OIL PAINTING: Still-Life, 1672
Like van Schrieck and Ruysch, Abraham Mignon also composed dioramic situations in the form of forest still-lifes. Set against a dark background without clear spatial delimitations, we can see pedestals and stone plinths building up from the ground. These are covered with an abundance of fruit and vegetables, with delicate stalks of grain winding themselves around pumpkins and corn cobs with blue and yellow kernels. Together with peaches, plums and grapes they combine to form an arrangement which has an affinity to de Heem's religious fruit still-lifes.

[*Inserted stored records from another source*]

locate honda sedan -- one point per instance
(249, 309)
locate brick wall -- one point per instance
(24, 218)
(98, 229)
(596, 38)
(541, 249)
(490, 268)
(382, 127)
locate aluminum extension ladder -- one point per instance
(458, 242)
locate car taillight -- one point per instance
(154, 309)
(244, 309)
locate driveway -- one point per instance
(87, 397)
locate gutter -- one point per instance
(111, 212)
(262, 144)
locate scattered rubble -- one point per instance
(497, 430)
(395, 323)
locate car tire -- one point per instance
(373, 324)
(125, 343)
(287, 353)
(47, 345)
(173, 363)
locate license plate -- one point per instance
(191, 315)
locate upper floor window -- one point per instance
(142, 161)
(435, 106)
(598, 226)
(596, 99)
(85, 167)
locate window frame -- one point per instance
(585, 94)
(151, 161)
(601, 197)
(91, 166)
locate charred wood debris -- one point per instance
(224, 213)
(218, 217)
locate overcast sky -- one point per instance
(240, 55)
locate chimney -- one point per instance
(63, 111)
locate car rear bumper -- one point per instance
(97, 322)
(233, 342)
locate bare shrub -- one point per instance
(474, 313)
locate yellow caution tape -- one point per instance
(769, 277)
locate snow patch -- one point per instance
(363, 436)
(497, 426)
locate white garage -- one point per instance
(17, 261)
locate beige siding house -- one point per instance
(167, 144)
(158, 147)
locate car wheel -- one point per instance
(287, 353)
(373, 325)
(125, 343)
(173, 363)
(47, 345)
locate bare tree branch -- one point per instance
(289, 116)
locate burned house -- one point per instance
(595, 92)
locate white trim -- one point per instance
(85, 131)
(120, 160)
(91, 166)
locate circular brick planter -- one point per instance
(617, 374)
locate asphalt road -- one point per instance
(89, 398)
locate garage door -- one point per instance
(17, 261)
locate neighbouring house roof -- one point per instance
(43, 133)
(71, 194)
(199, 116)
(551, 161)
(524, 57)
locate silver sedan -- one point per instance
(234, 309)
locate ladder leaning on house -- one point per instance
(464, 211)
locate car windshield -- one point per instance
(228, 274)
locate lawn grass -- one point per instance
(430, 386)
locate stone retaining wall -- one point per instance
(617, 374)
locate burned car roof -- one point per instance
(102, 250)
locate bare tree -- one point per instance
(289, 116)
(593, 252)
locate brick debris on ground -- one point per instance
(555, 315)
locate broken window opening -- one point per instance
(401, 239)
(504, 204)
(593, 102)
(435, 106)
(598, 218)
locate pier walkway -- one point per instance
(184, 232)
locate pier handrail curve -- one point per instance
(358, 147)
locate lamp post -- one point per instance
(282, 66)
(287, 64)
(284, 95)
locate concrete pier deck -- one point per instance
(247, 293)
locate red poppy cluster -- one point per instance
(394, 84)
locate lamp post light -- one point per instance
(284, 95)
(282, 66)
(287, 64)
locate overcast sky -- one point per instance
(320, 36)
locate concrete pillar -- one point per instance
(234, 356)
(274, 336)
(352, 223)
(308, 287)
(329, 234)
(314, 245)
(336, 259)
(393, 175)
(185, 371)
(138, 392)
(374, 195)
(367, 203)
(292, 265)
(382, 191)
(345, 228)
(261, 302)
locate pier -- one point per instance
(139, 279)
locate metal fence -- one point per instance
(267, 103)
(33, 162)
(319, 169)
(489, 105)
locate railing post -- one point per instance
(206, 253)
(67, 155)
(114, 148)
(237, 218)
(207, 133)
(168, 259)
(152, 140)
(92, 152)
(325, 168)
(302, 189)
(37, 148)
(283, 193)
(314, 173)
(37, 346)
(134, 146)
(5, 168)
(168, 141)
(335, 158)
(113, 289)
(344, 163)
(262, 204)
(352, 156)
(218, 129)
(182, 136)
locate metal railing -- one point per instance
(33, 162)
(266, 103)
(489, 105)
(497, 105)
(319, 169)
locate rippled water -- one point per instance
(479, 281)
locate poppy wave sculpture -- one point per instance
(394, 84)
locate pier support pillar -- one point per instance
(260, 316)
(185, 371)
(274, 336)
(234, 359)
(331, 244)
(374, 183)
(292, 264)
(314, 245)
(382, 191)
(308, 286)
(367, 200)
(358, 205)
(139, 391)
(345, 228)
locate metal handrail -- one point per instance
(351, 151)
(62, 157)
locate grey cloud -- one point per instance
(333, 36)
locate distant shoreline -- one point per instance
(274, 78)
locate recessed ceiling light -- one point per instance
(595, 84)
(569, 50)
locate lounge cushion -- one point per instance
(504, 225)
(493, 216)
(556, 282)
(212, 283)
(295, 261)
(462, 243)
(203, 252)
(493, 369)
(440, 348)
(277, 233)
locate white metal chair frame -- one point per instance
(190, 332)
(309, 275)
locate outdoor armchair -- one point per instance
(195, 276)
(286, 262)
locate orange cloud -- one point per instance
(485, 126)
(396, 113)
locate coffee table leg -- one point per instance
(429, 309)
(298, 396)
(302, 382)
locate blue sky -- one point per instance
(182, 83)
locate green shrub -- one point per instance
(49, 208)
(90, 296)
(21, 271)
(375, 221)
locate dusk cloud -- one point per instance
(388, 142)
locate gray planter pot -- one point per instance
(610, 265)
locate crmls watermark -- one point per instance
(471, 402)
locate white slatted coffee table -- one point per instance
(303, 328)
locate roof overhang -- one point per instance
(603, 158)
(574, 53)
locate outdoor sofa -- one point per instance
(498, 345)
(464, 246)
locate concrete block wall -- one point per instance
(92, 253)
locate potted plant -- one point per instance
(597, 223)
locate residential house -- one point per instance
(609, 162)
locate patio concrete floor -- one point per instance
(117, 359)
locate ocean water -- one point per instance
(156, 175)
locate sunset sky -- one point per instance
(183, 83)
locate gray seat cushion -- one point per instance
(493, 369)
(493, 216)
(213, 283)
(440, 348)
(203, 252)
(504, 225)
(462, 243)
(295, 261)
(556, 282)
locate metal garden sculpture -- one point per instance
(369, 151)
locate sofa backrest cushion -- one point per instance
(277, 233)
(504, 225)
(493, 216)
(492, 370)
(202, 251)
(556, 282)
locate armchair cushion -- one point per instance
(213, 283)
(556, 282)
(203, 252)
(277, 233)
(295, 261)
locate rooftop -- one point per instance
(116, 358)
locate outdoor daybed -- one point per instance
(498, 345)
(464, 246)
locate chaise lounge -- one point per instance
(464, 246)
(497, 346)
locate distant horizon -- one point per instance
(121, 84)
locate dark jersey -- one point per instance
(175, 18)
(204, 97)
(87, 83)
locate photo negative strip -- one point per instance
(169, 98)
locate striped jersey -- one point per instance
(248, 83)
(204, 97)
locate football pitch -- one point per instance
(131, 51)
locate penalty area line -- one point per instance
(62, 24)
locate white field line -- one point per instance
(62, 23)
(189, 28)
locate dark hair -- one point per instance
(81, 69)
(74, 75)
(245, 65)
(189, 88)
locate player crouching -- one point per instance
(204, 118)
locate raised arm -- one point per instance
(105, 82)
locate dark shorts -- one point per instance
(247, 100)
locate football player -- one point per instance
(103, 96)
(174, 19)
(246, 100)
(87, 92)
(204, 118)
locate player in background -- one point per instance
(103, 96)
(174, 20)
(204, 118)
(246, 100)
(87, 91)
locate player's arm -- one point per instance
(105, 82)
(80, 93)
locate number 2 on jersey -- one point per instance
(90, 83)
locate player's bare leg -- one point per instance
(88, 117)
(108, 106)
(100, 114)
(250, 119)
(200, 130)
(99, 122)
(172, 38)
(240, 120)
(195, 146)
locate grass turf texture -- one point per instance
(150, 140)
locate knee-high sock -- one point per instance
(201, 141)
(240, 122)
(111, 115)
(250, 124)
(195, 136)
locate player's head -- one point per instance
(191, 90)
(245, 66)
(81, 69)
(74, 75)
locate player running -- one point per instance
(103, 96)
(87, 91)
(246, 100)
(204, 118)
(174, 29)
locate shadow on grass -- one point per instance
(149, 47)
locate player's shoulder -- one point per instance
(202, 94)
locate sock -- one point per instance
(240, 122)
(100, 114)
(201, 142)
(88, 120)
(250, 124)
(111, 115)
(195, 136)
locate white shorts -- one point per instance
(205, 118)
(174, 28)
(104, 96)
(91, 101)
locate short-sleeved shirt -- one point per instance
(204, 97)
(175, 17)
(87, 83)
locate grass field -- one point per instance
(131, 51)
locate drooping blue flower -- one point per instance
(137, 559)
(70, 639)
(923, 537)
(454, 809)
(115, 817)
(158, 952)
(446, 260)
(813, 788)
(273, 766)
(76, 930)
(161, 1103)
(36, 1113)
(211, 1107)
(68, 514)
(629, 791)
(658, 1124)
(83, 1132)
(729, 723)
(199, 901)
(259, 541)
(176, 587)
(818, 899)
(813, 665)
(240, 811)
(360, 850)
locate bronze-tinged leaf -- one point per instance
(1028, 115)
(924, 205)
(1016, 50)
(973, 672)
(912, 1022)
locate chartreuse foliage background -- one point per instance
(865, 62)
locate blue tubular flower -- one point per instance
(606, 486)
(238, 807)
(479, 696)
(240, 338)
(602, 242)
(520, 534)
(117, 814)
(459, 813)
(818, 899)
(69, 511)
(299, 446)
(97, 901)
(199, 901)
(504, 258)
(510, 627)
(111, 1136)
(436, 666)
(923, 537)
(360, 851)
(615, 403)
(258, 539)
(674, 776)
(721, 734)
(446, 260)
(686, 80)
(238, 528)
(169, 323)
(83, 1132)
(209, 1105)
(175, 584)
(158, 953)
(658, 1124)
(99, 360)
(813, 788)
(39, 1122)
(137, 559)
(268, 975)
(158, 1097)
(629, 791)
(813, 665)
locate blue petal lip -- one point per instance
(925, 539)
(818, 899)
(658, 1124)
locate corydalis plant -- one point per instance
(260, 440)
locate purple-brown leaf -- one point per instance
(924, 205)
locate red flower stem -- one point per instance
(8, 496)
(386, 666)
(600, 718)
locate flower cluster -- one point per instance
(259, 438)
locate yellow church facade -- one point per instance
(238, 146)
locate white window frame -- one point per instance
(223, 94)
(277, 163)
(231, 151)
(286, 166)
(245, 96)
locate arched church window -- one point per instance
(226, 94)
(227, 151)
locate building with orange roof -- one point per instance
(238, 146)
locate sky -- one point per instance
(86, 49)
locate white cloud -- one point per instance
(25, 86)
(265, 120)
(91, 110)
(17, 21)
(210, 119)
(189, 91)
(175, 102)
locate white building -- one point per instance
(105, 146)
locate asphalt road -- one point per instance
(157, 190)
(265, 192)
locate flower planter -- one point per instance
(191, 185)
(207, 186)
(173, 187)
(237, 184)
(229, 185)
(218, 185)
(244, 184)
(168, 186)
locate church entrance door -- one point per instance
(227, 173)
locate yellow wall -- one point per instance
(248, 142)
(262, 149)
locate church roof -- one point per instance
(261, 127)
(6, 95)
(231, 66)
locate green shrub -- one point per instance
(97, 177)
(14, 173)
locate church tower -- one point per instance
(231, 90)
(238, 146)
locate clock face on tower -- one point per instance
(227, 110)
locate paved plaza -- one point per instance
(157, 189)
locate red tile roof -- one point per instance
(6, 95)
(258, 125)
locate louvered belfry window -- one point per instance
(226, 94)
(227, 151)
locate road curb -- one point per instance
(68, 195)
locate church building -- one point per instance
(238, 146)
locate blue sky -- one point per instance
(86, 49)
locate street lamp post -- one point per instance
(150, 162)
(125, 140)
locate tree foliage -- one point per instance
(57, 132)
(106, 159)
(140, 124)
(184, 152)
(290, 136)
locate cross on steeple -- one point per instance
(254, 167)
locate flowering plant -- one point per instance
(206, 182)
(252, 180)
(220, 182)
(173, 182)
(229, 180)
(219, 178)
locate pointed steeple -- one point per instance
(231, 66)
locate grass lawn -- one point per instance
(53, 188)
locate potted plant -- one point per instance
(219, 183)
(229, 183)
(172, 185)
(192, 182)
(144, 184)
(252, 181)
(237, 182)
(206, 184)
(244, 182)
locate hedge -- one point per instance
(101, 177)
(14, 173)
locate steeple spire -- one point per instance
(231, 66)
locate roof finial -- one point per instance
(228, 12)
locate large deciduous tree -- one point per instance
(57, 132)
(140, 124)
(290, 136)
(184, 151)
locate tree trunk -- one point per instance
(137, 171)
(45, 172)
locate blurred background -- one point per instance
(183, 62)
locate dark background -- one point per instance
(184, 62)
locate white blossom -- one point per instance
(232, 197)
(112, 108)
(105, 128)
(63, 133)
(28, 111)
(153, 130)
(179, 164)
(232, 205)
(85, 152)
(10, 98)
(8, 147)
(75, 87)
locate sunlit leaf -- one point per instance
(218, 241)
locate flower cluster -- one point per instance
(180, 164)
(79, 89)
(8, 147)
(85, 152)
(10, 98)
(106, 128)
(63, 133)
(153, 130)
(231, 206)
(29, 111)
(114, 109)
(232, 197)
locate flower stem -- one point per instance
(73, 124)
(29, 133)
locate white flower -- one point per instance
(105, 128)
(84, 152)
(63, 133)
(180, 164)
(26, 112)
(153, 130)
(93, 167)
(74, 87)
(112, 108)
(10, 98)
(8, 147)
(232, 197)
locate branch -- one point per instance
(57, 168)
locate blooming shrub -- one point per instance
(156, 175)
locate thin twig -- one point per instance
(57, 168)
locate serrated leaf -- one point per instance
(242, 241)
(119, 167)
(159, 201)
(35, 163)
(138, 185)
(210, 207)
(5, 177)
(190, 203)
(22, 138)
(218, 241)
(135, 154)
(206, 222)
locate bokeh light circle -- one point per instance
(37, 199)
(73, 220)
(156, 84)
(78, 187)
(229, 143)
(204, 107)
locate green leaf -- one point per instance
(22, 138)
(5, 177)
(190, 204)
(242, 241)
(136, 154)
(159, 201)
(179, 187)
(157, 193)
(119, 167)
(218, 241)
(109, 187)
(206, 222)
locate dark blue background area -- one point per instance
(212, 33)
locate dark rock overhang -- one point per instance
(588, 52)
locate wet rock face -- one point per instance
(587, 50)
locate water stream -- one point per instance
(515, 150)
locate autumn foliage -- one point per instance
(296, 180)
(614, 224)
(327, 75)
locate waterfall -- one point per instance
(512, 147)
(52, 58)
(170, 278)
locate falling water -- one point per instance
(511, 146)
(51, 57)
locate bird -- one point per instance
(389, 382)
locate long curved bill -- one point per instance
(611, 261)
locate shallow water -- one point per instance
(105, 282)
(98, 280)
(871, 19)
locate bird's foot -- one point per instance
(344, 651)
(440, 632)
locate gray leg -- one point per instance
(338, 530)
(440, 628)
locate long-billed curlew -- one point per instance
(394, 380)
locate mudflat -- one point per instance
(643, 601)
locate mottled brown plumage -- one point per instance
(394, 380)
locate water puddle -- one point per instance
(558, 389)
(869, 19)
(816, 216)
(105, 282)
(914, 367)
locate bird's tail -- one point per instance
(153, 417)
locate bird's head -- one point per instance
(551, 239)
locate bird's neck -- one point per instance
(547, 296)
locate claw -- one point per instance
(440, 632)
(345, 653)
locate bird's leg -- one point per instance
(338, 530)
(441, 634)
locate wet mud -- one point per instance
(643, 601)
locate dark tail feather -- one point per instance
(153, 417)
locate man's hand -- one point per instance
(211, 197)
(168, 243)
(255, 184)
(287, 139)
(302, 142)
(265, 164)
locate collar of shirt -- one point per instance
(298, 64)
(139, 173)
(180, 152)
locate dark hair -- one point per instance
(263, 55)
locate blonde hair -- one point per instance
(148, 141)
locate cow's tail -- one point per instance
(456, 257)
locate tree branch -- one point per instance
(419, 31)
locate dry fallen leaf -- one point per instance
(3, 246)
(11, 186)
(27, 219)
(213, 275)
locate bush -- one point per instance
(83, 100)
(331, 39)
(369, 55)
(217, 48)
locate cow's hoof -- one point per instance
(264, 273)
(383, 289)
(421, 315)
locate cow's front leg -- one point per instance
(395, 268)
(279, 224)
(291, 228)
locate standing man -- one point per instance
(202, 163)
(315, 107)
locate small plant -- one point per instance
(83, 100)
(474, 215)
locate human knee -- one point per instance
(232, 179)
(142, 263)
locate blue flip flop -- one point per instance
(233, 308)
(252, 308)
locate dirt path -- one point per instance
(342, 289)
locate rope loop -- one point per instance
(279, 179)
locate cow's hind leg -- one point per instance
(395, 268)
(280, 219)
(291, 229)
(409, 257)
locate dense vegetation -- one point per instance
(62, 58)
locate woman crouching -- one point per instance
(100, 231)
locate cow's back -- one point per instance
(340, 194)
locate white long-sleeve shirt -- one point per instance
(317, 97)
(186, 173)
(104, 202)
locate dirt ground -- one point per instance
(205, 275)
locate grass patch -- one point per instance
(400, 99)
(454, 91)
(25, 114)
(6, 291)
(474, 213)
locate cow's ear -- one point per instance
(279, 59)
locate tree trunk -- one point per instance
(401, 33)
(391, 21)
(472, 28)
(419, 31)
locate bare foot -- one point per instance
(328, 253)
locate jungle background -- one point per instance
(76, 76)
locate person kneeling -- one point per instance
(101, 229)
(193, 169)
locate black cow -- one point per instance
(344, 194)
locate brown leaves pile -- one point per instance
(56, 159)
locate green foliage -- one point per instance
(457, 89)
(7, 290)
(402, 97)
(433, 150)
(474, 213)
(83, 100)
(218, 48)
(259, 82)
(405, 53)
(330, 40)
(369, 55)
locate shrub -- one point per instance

This Still-Life painting by Mignon, too, includes an encoded Christian message. Because of its many seeds and its rapid growth, the pumpkin had been interpreted as a symbol of growing Christian faith since the early Middle Ages. Similar ideas were probably associated - as far as can be determined - with corn cobs and its many kernels, though corn is not mentioned in the Bible. Grapes and corns are well-known references to the Eucharist again. In Mignon's painting the artist arranged the fruit in such a way that it is framed vertically by branches growing upwards from the ground. These branches, which are probably intended to indicate an oak tree, are completely covered with moss and seem almost dried up, though some shoots can be identified which indicate the tree's ability to survive.